Heart Attack More Likely When Pregnant

Pregnant women are at higher risk for heart attacks and may require different treatment

(RxWiki News) Having a heart attack while pregnant is highly unlikely, but pregnant women are still at three to four times greater risk for an attack compared to non-pregnant women of the same age.

According to new research, pregnancy can increase the risk of experiencing a heart attack while carrying a baby and up to three months after giving birth.

"More conservative treatment is best after a heart attack during pregnancy."

More importantly, however, the way a pregnant woman is treated following a heart attack may not follow traditional guidelines for typical care of heart attacks. The causes appear to be different in pregnant women, so the best treatment is also different, possibly involving nothing more than careful observation for stable women.

Uri Elkayam, M.D., a medical professor at the University of Southern California in Los Angeles, led the study looking at rates of heart attacks among pregnant women and how these heart attacks differed from attacks in the general population in terms of the causes and outcomes.

Elkayam's team looked at 150 women who, since 2005, had experienced a heart attack while pregnant or within 12 weeks of pregnancy. Approximately one pregnant woman in 16,000 will have a heart attack.

One encouraging finding from their research was that rate of death among mothers who have heart attacks has been cut in half when they compared 228 cases before 2005 to the 150 since 2005.

Another finding, however, is that heart attacks associated with pregnancy tended to be more severe than other heart attacks, with a 7 percent rate of death, approximately two to three times greater than the rate of death in women of similar age and demographics who have heart attacks unassociated with pregnancy.
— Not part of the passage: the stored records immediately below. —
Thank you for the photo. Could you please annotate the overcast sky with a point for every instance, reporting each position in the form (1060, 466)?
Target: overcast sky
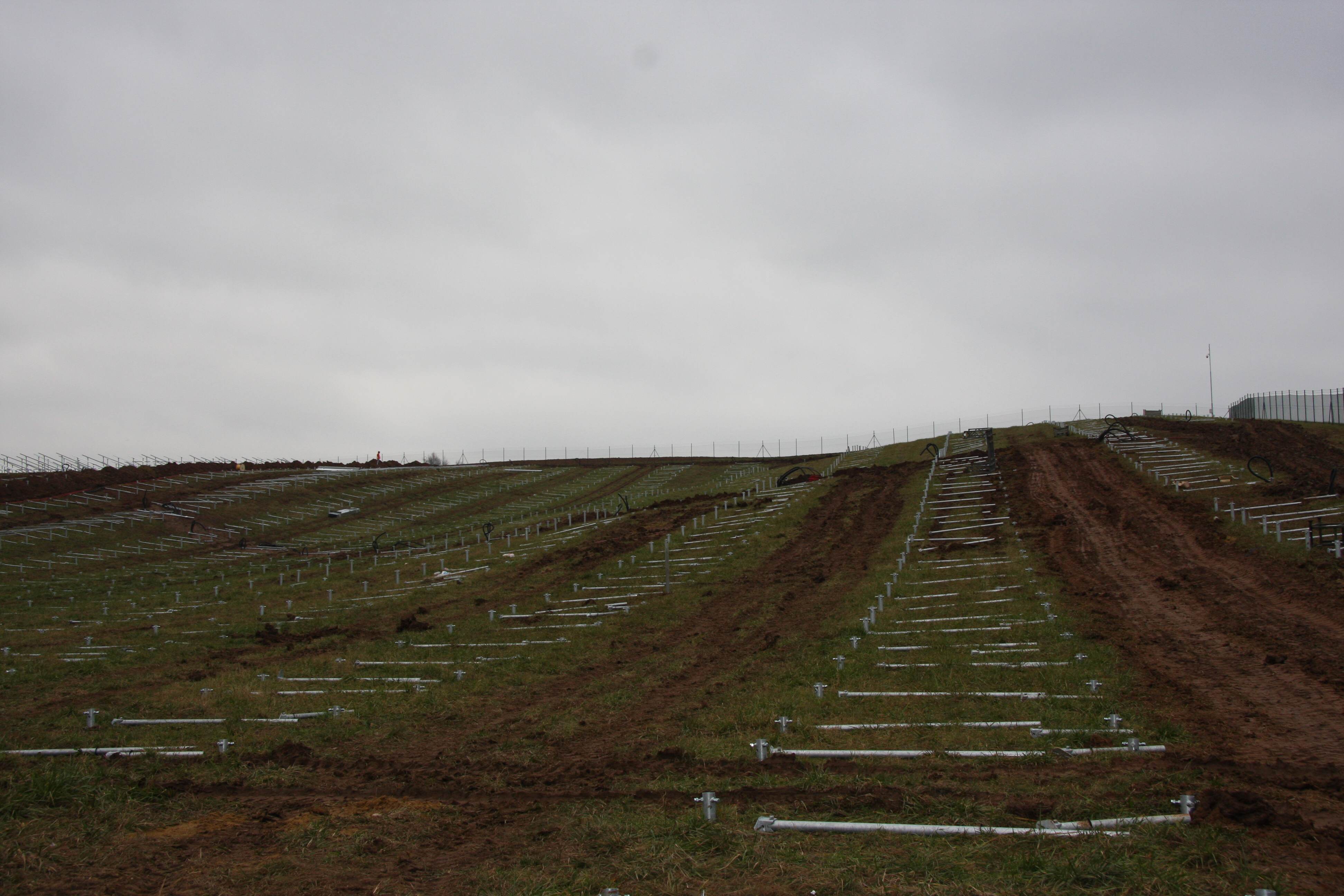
(291, 229)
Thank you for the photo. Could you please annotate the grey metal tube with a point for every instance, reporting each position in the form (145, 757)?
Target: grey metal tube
(1120, 823)
(1086, 752)
(767, 824)
(929, 725)
(168, 722)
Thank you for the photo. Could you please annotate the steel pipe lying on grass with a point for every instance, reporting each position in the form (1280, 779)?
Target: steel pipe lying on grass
(104, 752)
(1020, 695)
(769, 825)
(168, 722)
(764, 750)
(1034, 726)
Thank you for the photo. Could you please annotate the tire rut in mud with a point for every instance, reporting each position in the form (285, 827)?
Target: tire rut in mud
(1241, 648)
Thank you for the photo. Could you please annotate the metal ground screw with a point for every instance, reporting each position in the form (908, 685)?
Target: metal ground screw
(708, 805)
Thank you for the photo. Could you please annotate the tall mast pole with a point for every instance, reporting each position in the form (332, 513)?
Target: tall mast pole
(1210, 379)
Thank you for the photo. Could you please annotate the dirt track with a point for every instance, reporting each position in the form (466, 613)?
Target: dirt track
(1242, 648)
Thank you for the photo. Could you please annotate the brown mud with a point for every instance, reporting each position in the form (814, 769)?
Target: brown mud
(737, 631)
(1303, 461)
(1237, 645)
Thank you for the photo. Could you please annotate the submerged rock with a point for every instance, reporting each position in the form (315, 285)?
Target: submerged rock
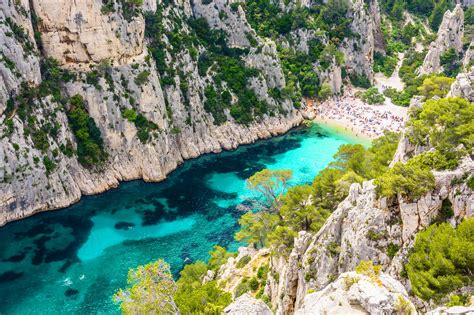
(247, 305)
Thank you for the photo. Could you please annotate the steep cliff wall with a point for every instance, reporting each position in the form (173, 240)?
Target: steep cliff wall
(362, 228)
(450, 35)
(105, 51)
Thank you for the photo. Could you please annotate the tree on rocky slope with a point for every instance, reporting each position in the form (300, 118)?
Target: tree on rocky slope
(151, 290)
(270, 184)
(442, 260)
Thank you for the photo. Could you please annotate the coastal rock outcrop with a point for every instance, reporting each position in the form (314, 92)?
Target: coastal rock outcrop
(463, 86)
(80, 33)
(450, 35)
(18, 55)
(354, 293)
(359, 50)
(362, 228)
(105, 52)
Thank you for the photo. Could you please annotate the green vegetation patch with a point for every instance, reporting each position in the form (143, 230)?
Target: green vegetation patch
(90, 146)
(442, 260)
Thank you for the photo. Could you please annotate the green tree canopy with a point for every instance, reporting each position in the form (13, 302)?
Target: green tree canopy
(194, 297)
(442, 260)
(445, 124)
(270, 184)
(151, 289)
(435, 85)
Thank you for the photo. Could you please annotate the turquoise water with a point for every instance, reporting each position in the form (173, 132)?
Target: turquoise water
(72, 260)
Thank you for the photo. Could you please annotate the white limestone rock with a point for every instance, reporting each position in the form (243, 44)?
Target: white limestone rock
(23, 54)
(353, 293)
(463, 86)
(450, 35)
(77, 33)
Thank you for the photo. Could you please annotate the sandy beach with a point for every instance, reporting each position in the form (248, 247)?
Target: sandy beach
(362, 120)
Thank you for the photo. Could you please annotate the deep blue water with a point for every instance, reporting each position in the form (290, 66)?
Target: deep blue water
(73, 260)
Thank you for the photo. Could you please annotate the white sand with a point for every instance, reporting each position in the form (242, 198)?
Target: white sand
(360, 118)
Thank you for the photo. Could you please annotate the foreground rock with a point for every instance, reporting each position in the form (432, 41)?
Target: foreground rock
(247, 305)
(363, 227)
(353, 293)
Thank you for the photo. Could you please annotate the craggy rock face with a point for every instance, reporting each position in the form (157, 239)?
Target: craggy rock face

The researchers also found that the women who experienced the heart attacks did not have the typical risk factors associated with being at higher risk for an attack, including high blood pressure, diabetes or high cholesterol.

The underlying reasons for heart attacks in pregnant women also appeared to be different from those leading to a heart attack in non-pregnant people. The most common cause of a heart attack among the general population is a build-up of fat that narrows the arteries, called atherosclerosis.

But only a third of the pregnant women who had heart attacks showed atherosclerosis. Rather, most had a typically rarer condition called coronary dissection, in which a tear in the coronary artery forces apart the layers of the artery wall and blocks blood flow.

This coronary dissection, which may be caused by the women's hormone levels weakening the coronary artery wall, could be further aggravated through some of the standard treatments used in heart attacks, such as one called thrombolytic therapy.

The researchers concluded, therefore, that the cause of a pregnant woman's heart attack should be determined before doctors treat her so that they do not unintentionally worsen the situation.

“We have very clear guidelines for treating myocardial infarction in the general population. These guidelines, however, may not always apply to women with pregnancy-associated heart attacks, and may actually cause more harm than good,” Elkayam said.

Elkayam suggests that doctors use coronary angiography to find out what caused a heart attack and to use "guide therapy" if a high-risk patient needs treatment immediately.

For low-risk or stable pregnant women, however, he suggested doctors be very cautious about the extent to which they treat heart attacks at all. This suggestion grew from the evidence that some patients in their study who underwent coronary angiography or angioplasty then experienced a coronary dissection as a result of these tests and either died or required surgery or a stent.

The research was presented at the American College of Cardiology's 61st Annual Scientific Session in Chicago on March 25. Information regarding funding or financial disclosures was unavailable.